PDF Translation

argosopentech · October 25, 2023, 10:56pm

Is PDF translation possible? My general experience with PDFs has been that they works well as a document format but trying to edit them is difficult.

argosopentech · October 25, 2023, 10:57pm

pierotofy · October 26, 2023, 1:34am

Yeah I think you could by using PyPDF2.

hu-man · March 8, 2025, 11:14pm

TL;DR: any update? Roadblocks?

I’m just trying to understand, do the selfhost open source devs who make & use this to translate .txt, .odt, .odp, .docx?!, .pptx?!, .epub, .html, DO THEY USE GOOGLE TRANSLATE FOR THEIR PDFS? For all these years? Or what?

Sorry to vent but I’m rigging my own pdf to odt/epub to pdf converter just to be able to translate my private pdf docs offline, libretranslate being the only offline doc translator which supports more than a handful of languages…

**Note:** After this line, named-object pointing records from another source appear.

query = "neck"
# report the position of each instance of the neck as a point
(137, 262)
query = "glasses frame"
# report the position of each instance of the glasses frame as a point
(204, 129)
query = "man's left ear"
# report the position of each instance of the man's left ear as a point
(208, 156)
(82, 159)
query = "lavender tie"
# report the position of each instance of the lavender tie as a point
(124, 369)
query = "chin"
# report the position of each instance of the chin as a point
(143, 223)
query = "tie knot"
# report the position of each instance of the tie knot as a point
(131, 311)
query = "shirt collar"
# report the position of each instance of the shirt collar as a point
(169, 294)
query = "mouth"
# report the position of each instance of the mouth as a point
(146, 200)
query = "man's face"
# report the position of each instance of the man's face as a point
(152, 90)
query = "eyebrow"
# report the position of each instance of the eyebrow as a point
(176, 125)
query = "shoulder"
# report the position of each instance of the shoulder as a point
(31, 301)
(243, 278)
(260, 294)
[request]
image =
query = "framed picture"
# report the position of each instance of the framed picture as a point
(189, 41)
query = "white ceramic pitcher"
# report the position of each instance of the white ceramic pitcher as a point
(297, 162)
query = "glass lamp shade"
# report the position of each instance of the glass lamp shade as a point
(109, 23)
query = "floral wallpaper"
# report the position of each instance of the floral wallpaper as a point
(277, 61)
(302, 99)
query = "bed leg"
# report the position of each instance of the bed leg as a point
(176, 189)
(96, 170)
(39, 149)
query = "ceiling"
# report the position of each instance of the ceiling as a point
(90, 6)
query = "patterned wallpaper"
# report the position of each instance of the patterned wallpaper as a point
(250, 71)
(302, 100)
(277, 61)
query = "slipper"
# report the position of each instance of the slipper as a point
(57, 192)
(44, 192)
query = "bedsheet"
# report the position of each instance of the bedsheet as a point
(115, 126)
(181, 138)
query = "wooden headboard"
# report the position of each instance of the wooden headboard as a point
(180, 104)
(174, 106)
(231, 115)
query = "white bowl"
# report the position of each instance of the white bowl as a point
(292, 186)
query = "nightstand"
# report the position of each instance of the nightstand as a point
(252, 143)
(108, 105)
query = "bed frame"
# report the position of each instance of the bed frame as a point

How are you supporting ppt but not pdf? It’s the most irrational contrast, we all use pdf’s, and you out here doing docx and ppts…

pierotofy · March 9, 2025, 7:07am

LibreTranslate is open source software; I understand you want PDF support, but none has had time to work on this feature yet.

If PDF support is important to you, you could either contribute a pull request, or offer to sponsor its development.

argosopentech · March 9, 2025, 9:48pm

Like @pierotofy said this is open source software. And you’re not paying us anything to use it. Most of the people working on it are volunteers. You’re welcome to submit a pull request to add support for PDF translation yourself.

PDF is a more difficult format to parse than ppts and docx. That’s why we currently support ppts and not PDF.

hu-man · March 10, 2025, 1:05pm

I can convert a pdf to epub preserving style, translate it with your software, then convert it back to pdf. But ‘no pdfs because ppts are easier’.

Zero talk about pdfs for 3 years. I would contribute if I saw any kind of acknowledgement and encouragement of this critical need.

So the devs working on this, for years, are translating their private/company pdfs, with google translate.

Sorry for being a ‘nuisance’ & Bye.

PS: This thread sorely called for -dev talk- not -mod talk-. Read the product vibes.

ArtanisTheOne · March 10, 2025, 2:32pm

Argos Translate’s main function is translating input, the provided formats are given to you because they are straightforward to implement and is easily beneficial to users without much maintaining demand. PDFs are messy, all over the place, and just not straight-forward to develop around.

pierotofy · March 10, 2025, 3:22pm

Again, you are welcome to contribute a pull request as we’d love to add support for PDFs. As others have mentioned, you’ll find it’s not as straightforward as you might think it is.

NicoLe · April 5, 2025, 2:49pm

We’ve been adding pdf support to our app (which is a parallel project to LT) because it was highly requested, but so far the feature is very basic and quite destructive in terms of layout (many tags switching upon translation) and even sometimes text coherence (when scanning multiple columns).
I’m going to dive into it later this spring but i don’t know how long it’ll take to get something decent in and out.
Currently, we’re working on other features to process multilingual text or audio inputs properly.